What changed? I doubt that the majority of tech industry has radically changed its political stripes on social issues like race and policing. What’s changed is AI. After the appearance of ChatGPT in 2022, tech leaders could very likely see the broad transition that AI might bring, and the massive and expensive infrastructure build-out that would be needed to support it. (Big Tech, AI, and cloud companies are now betting hundreds of billions of dollars on building new data centers to run AI models.)

So tech leaders decided to get behind the candidate most likely to enable it rather than regulate it. That was Trump, and they did so knowing that a lot of odious social policy would likely come with the deal. Big Tech leaders funded Trump’s inauguration and his new White House ballroom. They visited him at Mar-a-Lago and at the White House to advise him on trade and tech policy. Some vigorously defended his policies on social media. And some took roles in his administration (Sacks became Trump’s “AI and crypto czar” and Musk led DOGE, for example). 

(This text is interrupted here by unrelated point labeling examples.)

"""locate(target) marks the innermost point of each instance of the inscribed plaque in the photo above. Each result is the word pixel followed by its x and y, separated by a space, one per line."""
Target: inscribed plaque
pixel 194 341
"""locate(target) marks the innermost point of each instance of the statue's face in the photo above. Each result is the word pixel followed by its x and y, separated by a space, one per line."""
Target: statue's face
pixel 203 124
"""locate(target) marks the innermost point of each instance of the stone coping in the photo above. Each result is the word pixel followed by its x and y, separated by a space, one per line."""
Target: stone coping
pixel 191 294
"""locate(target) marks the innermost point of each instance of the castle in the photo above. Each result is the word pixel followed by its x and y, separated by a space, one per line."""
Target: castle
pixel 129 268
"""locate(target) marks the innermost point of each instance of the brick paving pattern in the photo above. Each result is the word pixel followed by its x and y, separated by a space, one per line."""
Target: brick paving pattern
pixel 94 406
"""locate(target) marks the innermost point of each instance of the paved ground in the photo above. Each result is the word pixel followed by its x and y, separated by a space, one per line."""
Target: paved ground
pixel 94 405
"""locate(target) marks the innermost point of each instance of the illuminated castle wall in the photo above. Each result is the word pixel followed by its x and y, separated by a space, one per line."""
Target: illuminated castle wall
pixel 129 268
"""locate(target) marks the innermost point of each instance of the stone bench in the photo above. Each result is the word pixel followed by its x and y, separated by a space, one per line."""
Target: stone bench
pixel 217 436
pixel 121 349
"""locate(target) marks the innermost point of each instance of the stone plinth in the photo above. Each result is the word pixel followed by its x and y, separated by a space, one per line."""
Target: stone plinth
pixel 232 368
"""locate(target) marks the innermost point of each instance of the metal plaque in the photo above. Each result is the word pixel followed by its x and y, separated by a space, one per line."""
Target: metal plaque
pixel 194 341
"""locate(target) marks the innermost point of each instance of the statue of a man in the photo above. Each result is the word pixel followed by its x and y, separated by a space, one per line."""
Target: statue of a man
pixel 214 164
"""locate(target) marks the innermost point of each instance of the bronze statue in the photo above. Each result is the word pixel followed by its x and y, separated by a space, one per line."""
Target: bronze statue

And Trump has delivered. His administration—under the influence of people like Sacks, Musk, and Andreessen—has made it a top priority to keep the federal government out of the way of the AI infrastructure build-out. The Trump administration has stifled any chance of any meaningful AI regulation (which most Americans favor) in Congress and has even attempted to preempt states from doing so. It has canceled federal investigations into tech companies and attempted to clear away red tape at the state and local levels that might slow data center builds. 

 But the tech industry’s alliance with the MAGA crowd has never faced a threat as serious as the one emerging from Minneapolis. 

“Wondering how the eager tech enablers of this regime, including some of my former VC friends and partners, are rationalizing this atrocity,” former Andreessen Horowitz partner John O’Farrell posted on X. “Just the latest in a year of horrors. Is all the crypto and AI money in the world really worth this?”

Rank-and-file tech workers may not be as ready to swallow their moral scruples as top management is. They’re becoming more sensitized to Trump’s ICE strategy and its consequences on the ground across the country. Every additional act of violence by ICE against American citizens could agitate workers exponentially more and further pressure company leaders to respond in meaningful ways. If Trump persists, tech companies may eventually have to choose between their alliance with Trump and the loyalty of their own employees.